Author: Denise Wager

Marah Stith McLeod

Marah Stith McLeod has joined the Notre Dame Law School faculty as an associate professor. Her research explores legal and ethical problems in criminal law and criminal procedure. Her work seeks to promote better-informed and reasoned decisions as well as the appropriate and effective distribution of power among decision makers in the criminal justice system.

McLeod’s scholarship is motivated by a sense of commitment to the vulnerable and to the rule of law. The first commitment leads her to focus on decisions in criminal law and procedure that may harm the weak or victimized, particularly defendants, prisoners, and communities affected by crime. The second leads her to focus on how criminal justice decisions can be made more transparent and attuned to public conceptions of morality and fairness. In recent work she has challenged the power of prison administrators to create death row as an additional punishment for death-sentenced prisoners and she is currently researching the lack of transparency in the plea bargaining process.

McLeod has served in two federal clerkships — including with U.S. Supreme Court Associate Justice Clarence Thomas — as well several years in government and corporate law. Recently, she said she felt a call to education and applied for a fellowship at Columbia Law School.

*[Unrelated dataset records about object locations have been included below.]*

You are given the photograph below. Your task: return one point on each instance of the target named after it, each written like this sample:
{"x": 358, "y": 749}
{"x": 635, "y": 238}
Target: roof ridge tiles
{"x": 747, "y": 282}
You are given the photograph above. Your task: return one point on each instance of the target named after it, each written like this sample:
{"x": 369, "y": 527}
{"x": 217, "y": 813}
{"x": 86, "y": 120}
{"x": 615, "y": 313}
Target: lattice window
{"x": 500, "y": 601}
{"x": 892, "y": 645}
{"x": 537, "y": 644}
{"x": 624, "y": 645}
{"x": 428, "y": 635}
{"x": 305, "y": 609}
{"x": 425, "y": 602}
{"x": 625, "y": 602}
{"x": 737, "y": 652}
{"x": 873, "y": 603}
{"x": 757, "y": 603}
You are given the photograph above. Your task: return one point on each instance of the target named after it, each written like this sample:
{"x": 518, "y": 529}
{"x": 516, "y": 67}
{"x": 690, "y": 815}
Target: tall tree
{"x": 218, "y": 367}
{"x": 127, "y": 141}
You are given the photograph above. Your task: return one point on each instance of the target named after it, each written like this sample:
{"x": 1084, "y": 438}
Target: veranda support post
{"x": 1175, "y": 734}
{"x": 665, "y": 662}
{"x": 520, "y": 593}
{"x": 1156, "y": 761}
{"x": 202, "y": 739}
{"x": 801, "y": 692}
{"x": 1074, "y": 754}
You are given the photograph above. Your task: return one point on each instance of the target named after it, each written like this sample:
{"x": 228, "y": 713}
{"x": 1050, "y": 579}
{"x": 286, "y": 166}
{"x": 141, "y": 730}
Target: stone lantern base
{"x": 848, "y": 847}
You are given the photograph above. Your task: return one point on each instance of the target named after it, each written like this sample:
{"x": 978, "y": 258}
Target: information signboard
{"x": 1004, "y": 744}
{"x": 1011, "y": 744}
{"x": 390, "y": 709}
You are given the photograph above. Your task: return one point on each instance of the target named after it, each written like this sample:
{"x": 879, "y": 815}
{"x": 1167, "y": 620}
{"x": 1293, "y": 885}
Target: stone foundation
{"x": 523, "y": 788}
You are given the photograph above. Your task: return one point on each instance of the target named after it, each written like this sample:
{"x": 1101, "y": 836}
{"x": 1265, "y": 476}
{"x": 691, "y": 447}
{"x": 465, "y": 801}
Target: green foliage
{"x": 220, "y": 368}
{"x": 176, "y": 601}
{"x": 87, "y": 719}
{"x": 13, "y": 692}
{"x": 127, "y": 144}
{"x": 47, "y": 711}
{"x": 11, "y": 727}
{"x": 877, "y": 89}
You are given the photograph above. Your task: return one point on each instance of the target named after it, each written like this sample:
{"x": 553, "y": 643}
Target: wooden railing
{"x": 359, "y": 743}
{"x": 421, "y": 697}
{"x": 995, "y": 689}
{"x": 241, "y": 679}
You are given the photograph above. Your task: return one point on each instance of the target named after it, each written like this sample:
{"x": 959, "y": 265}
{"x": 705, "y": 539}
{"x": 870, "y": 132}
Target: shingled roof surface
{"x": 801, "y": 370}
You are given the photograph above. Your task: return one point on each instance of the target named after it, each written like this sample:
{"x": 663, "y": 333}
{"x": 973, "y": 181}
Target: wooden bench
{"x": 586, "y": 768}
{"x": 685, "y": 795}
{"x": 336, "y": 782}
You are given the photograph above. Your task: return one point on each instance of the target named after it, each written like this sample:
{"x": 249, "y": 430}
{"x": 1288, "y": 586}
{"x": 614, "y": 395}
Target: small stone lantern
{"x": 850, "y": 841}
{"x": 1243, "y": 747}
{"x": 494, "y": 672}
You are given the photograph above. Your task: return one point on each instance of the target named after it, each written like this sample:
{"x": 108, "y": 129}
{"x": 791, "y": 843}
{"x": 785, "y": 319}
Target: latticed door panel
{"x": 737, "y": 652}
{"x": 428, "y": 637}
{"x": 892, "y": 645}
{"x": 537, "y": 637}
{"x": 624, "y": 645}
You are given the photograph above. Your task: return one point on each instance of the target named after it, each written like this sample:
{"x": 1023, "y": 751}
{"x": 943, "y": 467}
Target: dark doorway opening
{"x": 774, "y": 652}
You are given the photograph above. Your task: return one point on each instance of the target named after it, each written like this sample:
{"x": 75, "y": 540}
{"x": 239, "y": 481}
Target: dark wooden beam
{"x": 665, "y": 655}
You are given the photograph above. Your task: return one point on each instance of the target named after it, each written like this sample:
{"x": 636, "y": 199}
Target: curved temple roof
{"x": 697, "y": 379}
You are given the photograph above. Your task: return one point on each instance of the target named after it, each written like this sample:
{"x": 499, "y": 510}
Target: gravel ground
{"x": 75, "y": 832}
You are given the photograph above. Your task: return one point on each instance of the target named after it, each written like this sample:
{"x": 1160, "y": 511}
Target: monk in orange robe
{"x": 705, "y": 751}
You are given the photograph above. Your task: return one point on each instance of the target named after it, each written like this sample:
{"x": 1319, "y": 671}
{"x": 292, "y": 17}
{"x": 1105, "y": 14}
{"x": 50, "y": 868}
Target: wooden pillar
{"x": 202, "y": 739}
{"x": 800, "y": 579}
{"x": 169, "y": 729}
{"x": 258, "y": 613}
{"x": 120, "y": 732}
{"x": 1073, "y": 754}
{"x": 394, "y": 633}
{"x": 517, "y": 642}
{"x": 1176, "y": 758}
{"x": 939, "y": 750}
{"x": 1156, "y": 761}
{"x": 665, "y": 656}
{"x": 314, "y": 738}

“I wanted to spend my days in personal interaction with colleagues and students who share my appreciation for the power and responsibility of the law,” McLeod said. “I am eager to help students learn to understand and channel the law and their talents and training to build a better and more just society.”

McLeod said she was drawn to Notre Dame Law School because of the influential work and character of the faculty — some of whom she has worked with in the past — and Notre Dame’s distinctive mission.

“Notre Dame treasures and delights in its Catholic identity and mission and that is beautifully reflected in the students and faculty,” McLeod said. “I can’t imagine a better place to grow as a teacher and scholar and to help others do the same.”
Coming to Notre Dame also brings McLeod back to her Indiana roots. Her family is from Valparaiso and she is grateful to be able to move with her son and husband to be again close to her parents, “who gave me everything and instilled in me the importance of family.”

That family includes many legal professionals and McLeod knew from an early age that she wanted to attend law school. After graduating with a degree in government from Harvard University, McLeod took a year off before law school to volunteer with Mother Teresa’s Missionaries of Charity at the Daya Dan Orphanage in Kolkata, India. The experience had a profound impact on her.

“The children in Kolkata taught me how the simplest acts of love can bring joy and hope to another human being,” McLeod said. “They reminded me that we are called not so much to change the world, but to uplift daily the lives of others in concrete and personal ways.

“Those children in India humbled me because they cared only about love and were so joyful when given love – they paid no mind to luxuries and had no vanity. Those children taught me to keep my personal goals in perspective and to appreciate the many ways I can and ought to direct my life and work to bring joy to others.”

After graduating from Yale Law School, McLeod clerked for Judge Diarmuid F. O’Scannlain of the United States Court of Appeals for the Ninth Circuit before clerking for Justice Thomas. At the Supreme Court she assisted Justice Thomas with research and opinions, primarily on criminal cases.

Between her clerkships McLeod worked in the Office of the Legal Counsel at the U.S. Department of Justice, where she provided legal advice on constitutional questions and statutory challenges, especially in criminal matters. After her clerkship with Justice Thomas, she became a senior litigator at Sidley Austin LLP, managing civil litigation and serving as pro bono counsel in several death penalty cases.

McLeod plans to remain involved in criminal cases and statutory reforms as a law professor, and hopes to kindle in her students an eagerness to pursue their own ways of serving others and promoting a more just society.